Setting down the omelette on the desk in front of my computer, I felt the chilly breeze on my bare shoulders. I flipped on the space heater that remains in my desk-depths, available to heat my shins during the few days when it actually grows cold in Texas. The current through the open window brought with it a smell of cigarette from outside, which I found peculiar since it was 7:15 am, and, well, none of my neighbors smoke.
Focused on my project and almost ready to place it before the public eye, I noticed the cigarette smell becoming stronger and more pungent, as if the unidentified morning tobaccoist was approaching my window. A bit curious, I looked around down the side of the building and saw nothing.

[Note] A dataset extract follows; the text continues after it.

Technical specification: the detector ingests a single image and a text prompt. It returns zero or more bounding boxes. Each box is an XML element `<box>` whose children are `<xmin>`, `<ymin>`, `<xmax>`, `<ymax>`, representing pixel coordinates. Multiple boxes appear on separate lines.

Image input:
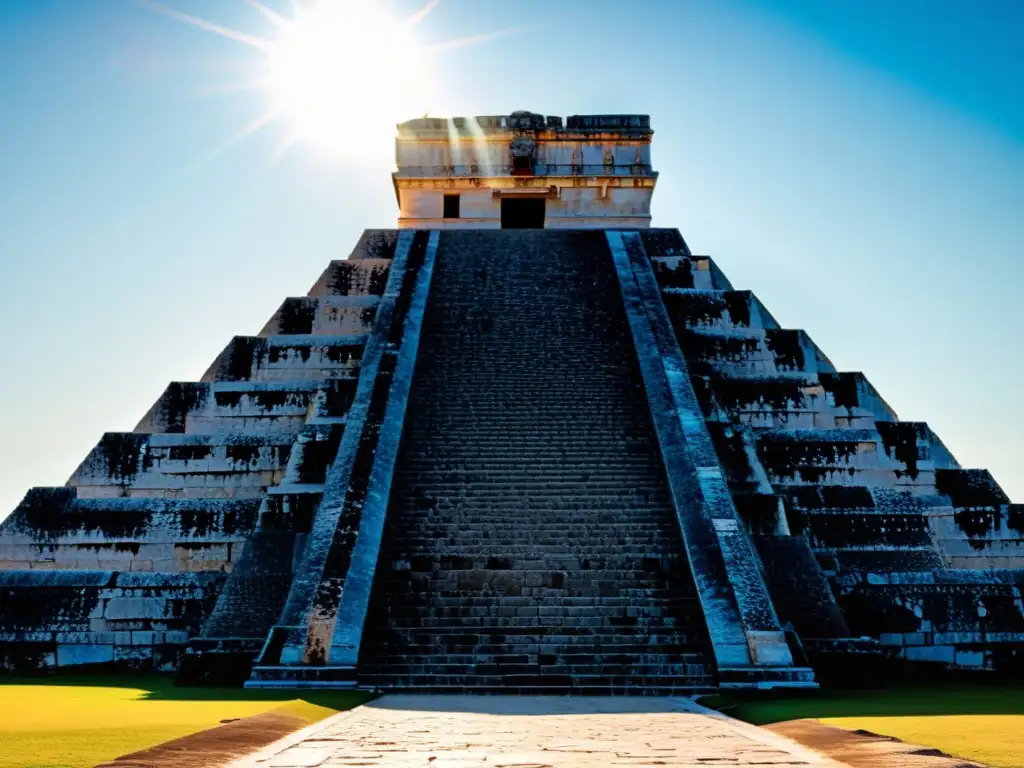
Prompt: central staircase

Suddenly, I heard some screeching noise from my kitchen immediately thereafter, and then some ferocious banging and clanging. Violent, violent sounds!
I rushed into the kitchen to find my Bialetti™ laying down on the open flame of my stove, espresso spewing everywhere, and some of it aflame below. I rushed to turn off the stove before anything else, trying to install some prioritization or hierarchy to my thoughts in the midst of the madness.
Having neither a fire blanket handy nor a pair of oven mitts or, well, anything that would have been helpful in this situation, I instinctively I reached down for the rug below my refrigerator door and threw it on the fire, across the side-spun espresso maker and the coffee spewing from its spout.
When the flame finally died, I took the rug into the bathroom, left it strung out arcross the side of the bathtub and returned to the kitchen and filled the Bialetti with another batch of Peruvian single-origin, determined to have my demitasse full.
It’s been nearly twentyfourhours since I last
slept longer than five minutes, and I can’t quite
figure out why. Today, while playing a stringed
instrument, I’ll appear a revenant. A Caribbean zombie
has the right idea – rising out of a grave and all –
but misses the Mark. I need regeneration
[physicallyinsleep, but that ain't the All of it].